David Louis Edelman David Louis Edelman

Michael Connelly’s “The Concrete Blonde”

Michael Connelly's 'The Concrete Blonde'This book review was originally published in the Virginian-Pilot and Ledger-Star on May 22, 1994.

LAPD detective Harry Bosch is the subject of a civil suit claiming that he killed the wrong man during his investigation of rapist and serial murderer the Dollmaker. Bosch has no doubts that he cornered the right man four years ago when he shot suburban family man Norman Church in apparent self-defense. And yet how can he explain the fact that four years later, another corpse has turned up buried in concrete, murdered in the same fashion as the Dollmaker’s victims?

In The Concrete Blonde, Edgar Award-winning novelist Michael Connelly has a sharp eye for plotting and a perceptive ear for dialogue. Unfortunately, he doesn’t possess much of a sense for originality. Connelly fills his novel with predictable twists which come at regularly scheduled intervals, and the struggle between brooding Vietnam vet Hieronymus “Harry” Bosch and plaintiff’s attorney Honey Chandler is dull to the core.
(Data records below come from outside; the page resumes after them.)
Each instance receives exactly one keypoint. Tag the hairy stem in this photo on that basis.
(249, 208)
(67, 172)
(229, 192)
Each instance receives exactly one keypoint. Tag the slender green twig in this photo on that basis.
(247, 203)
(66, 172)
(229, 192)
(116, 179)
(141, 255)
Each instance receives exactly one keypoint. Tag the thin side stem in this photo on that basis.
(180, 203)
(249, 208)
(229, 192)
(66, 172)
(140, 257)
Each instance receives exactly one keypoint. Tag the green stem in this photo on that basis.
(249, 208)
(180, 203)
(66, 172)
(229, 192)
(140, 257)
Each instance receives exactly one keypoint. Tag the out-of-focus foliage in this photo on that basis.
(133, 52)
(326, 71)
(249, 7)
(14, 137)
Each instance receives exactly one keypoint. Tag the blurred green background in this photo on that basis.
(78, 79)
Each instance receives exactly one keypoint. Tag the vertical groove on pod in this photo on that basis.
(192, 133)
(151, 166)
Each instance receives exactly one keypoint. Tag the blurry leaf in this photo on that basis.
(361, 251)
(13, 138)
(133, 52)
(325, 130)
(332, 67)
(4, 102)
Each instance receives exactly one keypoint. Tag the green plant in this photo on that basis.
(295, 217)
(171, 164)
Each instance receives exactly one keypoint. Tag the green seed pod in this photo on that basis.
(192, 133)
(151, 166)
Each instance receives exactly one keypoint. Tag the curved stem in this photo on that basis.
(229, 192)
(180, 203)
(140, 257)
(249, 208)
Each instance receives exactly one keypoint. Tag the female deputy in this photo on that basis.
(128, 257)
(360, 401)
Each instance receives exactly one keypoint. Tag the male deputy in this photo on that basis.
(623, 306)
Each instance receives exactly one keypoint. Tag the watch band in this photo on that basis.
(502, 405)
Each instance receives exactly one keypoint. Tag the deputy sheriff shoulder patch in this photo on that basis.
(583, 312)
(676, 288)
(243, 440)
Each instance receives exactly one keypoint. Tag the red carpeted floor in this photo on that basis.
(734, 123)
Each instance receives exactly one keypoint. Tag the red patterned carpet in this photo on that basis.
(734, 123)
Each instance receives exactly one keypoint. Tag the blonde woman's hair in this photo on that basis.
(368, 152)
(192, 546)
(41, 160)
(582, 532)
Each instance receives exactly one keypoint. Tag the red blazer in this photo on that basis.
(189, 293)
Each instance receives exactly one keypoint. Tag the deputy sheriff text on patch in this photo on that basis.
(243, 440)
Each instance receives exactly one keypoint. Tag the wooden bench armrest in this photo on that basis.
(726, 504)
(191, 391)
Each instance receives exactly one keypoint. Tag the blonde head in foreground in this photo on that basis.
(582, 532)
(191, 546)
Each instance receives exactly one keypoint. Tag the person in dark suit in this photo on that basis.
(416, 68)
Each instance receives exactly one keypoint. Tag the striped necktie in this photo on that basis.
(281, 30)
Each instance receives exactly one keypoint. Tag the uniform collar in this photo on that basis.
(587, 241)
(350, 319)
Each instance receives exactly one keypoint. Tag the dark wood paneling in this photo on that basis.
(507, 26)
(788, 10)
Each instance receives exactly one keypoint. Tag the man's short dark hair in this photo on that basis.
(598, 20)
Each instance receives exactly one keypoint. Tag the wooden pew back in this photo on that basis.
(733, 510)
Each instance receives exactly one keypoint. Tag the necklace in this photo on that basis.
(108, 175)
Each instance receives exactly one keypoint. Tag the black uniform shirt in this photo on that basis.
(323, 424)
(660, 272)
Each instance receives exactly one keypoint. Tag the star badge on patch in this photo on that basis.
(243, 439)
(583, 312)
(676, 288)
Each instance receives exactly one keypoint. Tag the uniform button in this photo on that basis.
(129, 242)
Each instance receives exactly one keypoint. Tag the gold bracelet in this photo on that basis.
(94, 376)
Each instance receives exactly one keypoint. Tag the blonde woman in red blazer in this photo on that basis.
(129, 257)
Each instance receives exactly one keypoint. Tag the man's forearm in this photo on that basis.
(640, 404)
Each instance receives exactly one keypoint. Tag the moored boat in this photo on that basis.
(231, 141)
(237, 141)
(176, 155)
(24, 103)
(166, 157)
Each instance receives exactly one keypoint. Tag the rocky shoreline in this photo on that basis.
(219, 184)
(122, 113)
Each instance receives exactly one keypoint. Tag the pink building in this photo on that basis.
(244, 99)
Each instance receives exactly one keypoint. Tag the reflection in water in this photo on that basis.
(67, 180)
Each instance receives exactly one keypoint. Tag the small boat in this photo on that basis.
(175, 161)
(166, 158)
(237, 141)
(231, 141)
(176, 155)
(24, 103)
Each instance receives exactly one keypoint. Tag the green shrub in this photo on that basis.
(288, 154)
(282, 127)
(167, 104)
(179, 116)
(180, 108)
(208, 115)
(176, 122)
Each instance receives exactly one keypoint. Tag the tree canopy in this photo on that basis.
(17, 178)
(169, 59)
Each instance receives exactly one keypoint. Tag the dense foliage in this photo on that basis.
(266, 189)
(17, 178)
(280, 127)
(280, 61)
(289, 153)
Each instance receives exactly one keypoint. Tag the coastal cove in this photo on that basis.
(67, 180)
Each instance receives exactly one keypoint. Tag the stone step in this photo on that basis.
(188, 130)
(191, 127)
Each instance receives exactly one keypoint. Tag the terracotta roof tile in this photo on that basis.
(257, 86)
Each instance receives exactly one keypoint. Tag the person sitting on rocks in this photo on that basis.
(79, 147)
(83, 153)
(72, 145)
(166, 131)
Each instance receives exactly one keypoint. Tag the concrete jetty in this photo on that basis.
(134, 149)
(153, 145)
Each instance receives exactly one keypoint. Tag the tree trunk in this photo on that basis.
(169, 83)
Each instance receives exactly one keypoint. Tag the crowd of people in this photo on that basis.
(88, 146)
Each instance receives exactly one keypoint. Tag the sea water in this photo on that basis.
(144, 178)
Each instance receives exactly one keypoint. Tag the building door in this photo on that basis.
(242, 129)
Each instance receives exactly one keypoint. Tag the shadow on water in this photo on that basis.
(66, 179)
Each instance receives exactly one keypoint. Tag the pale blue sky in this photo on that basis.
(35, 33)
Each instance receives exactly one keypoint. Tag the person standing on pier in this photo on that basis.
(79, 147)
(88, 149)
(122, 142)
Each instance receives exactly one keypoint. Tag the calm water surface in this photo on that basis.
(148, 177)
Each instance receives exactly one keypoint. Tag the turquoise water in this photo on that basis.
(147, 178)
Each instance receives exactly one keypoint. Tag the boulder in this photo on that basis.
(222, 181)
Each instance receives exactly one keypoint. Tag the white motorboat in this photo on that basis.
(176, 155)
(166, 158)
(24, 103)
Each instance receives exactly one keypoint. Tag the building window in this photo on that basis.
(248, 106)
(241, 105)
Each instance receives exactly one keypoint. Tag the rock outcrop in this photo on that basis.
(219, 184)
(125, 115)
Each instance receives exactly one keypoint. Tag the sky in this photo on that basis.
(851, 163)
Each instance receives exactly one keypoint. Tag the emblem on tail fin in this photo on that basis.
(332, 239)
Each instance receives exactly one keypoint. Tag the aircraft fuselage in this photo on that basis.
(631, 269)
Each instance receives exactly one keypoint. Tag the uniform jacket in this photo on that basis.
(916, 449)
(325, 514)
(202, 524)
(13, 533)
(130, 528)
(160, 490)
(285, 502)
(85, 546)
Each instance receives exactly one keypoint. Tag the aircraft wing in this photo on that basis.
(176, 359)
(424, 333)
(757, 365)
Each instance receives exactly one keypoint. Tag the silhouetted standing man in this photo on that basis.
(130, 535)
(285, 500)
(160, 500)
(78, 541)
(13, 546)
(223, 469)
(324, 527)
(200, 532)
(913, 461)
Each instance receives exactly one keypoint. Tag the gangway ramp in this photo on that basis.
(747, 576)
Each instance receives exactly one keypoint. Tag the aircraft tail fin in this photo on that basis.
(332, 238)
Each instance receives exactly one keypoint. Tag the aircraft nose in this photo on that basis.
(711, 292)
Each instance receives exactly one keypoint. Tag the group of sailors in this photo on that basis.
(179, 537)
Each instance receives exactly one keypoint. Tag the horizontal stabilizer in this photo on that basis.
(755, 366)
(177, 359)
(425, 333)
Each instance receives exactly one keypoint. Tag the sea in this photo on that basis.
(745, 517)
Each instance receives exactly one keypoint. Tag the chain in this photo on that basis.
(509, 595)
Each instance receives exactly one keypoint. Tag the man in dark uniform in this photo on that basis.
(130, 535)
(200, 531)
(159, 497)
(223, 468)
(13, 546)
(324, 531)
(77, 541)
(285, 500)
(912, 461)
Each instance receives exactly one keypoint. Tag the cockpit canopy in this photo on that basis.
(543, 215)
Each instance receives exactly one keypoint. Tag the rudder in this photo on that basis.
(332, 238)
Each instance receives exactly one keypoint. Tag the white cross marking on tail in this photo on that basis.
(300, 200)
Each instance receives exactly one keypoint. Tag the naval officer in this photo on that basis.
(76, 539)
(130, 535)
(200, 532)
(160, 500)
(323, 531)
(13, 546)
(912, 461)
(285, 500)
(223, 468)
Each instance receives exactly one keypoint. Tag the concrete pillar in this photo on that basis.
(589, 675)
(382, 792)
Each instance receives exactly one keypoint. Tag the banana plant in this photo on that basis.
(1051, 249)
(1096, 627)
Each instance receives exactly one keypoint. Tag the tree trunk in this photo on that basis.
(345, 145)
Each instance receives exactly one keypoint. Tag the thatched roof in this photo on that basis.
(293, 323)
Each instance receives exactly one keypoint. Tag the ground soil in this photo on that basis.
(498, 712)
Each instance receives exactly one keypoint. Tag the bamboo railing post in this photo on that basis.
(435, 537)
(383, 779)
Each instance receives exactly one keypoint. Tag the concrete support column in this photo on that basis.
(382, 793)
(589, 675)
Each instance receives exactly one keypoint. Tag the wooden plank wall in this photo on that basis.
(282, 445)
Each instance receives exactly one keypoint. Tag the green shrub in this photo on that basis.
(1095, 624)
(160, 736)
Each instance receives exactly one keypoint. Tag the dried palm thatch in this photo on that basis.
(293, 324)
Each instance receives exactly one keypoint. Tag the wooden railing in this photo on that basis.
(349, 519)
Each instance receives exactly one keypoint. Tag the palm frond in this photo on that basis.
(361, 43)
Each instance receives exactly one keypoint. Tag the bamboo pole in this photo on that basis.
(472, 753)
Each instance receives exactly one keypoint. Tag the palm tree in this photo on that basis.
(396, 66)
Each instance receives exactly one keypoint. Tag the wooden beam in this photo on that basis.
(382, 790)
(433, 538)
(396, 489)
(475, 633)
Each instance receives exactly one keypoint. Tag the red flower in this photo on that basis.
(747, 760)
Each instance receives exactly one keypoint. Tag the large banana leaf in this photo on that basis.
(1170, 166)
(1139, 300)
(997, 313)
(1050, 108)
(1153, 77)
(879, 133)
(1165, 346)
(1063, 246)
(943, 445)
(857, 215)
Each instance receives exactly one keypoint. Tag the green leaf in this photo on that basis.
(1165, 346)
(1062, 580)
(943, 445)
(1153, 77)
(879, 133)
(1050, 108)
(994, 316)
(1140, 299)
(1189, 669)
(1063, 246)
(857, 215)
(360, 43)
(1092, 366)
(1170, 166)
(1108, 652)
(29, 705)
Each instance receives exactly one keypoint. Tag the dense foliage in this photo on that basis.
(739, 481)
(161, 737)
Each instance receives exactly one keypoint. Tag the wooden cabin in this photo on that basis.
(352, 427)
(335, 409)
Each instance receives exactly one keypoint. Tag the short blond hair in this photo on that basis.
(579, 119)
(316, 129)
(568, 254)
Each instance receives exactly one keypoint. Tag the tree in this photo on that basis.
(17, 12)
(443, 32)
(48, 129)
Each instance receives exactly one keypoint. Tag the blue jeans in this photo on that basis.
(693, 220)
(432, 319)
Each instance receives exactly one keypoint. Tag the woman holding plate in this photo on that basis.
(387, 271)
Connelly does hint at some interesting themes in The Concrete Blonde — the moral decay of Los Angeles, the lack of justice in the justice system, and our inability to know what our friends and neighbors are really like — but the author’s hackneyed prose isn’t a competent enough vehicle for bringing out such ideas. Instead we get clichéd descriptions of Bosch’s dark side, including a passage about how his muscular physique was “not created on machines but by lifting the day-to-day weight of his life, his mission.”